Assassin’s Creed Mirage Director Confirms Fan Requests Influenced Its Development

After years of feedback from fans wishing for a return to the traditional formula, Assassin’s Creed Mirage launched this month, promising to appease longtime players with its revival of classic mechanics.

From the beginning, Ubisoft, which published and developed the game, marketed Mirage as a return to form for the series with the restoration of major series staples that did not appear in the last few entries. While many speculated that the game’s smaller scale and revival of older Assassin’s Creed staples was purely a response to negative backlash toward the series’ previous RPG entries, Mirage‘s creative director, Stephane Boudon, spoke to Xbox Wire to confirm that these fan requests did actually influence how the game came to fruition. “We were aware that a part of our community was asking for a more condensed scope,” Boudon said. “And with the Assassin fantasy in mind, many of us on the development team were among them.”

Ubisoft previously revealed that Mirage originally began development as a DLC expansion forAssassin’s Creed Valhalla before it became a full standalone title, but Boudon confirmed that years of fan laments regarding the absence of key features partially contributed to the shift toward a whole new game. According to him, the team at Ubisoft Bourdeaux, a brand-new development studio made expressly to develop the title, was receptive to desires from fans for the return of mechanics like social stealth, meaningful wanted levels, a scaled-down open world and more in-depth parkour mechanics.

Additionally, Boudon wanted to create something to honor the franchise’s 15th anniversary, paying homage to the original 2007 game with its presentation and gameplay. Assassin’s Creed Mirage is set in ninth-century Baghdad and follows the street thief Basim as he embarks on a journey to become a master assassin and rid his home of corruption.

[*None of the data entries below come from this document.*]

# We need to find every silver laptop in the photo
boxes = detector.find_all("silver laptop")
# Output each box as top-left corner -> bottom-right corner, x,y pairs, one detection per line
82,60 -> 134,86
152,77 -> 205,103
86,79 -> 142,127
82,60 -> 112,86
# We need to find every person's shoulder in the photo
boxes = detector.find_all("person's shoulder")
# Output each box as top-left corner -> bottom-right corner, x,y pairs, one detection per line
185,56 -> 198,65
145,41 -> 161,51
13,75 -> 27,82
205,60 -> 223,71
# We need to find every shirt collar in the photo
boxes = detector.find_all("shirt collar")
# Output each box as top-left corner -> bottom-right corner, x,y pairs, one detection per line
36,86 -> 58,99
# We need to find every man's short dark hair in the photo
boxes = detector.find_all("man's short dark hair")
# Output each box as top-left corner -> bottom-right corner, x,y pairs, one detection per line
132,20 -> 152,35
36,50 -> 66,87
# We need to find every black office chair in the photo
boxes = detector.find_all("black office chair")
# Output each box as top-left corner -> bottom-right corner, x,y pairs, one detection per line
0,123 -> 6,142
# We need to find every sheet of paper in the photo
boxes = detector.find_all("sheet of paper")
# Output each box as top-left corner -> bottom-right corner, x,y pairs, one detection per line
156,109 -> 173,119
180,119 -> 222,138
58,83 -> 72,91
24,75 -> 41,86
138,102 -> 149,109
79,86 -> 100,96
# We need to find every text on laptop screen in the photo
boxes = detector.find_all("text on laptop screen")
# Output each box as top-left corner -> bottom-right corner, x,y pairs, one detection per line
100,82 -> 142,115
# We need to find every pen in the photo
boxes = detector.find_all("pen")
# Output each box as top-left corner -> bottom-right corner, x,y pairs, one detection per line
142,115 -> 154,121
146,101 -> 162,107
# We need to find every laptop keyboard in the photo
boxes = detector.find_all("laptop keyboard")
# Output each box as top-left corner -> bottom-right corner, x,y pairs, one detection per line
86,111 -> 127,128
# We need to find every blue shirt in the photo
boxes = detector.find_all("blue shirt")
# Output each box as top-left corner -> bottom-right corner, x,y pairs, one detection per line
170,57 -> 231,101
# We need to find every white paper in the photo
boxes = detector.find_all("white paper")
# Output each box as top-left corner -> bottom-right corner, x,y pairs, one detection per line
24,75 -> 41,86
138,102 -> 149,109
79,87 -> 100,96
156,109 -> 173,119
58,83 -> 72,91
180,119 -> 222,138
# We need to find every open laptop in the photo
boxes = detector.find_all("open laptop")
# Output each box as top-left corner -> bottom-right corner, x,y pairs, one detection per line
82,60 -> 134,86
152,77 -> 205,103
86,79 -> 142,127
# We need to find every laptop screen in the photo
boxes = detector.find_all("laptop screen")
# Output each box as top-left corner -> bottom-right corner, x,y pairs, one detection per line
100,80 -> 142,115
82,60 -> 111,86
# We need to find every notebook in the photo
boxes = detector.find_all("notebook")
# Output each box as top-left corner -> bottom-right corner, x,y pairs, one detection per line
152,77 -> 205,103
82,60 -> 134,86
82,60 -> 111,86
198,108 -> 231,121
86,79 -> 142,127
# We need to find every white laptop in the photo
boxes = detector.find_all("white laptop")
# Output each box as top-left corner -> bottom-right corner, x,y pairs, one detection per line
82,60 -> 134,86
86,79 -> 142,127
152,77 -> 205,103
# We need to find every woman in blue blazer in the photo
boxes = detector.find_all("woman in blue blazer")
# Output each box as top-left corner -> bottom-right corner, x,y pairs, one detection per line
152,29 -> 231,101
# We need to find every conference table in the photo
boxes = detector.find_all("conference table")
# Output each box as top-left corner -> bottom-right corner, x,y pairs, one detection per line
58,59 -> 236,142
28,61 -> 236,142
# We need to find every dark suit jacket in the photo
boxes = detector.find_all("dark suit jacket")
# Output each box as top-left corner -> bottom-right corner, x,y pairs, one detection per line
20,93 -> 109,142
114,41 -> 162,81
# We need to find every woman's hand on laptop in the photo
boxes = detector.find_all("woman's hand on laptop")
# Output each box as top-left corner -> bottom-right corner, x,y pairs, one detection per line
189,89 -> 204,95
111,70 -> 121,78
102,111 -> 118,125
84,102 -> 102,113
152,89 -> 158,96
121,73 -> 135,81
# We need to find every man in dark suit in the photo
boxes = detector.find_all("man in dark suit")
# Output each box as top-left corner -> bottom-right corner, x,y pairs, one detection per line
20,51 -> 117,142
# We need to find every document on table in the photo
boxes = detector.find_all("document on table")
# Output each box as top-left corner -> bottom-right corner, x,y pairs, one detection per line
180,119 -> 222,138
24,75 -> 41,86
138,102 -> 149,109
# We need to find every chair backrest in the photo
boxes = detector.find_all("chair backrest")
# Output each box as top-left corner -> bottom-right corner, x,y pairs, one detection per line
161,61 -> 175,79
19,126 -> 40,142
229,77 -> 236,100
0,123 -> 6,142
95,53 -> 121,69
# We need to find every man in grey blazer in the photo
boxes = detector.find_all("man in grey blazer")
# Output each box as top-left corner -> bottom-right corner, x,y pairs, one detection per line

Marketing was full of callbacks to the initial title, with some commercials showing off in-game visual filters that make the game look visually similar to the original and a focus on these old mechanics in their demonstrations.

However, despite adhering to feedback from fans in many ways, Boudon revealed that the development team focused more on including mechanics that felt natural in its gameplay and setting rather than simply adding everything that was cut from previous games. Still, many of these mechanics, such as tearing down wanted posters to decrease notoriety, appeared in fan-favorite entries like Assassin’s Creed II, serving as an homage to those classic titles.

Assassin’s Creed Mirage is out now on the PlayStation 4 and 5, Xbox Series X|S and PC.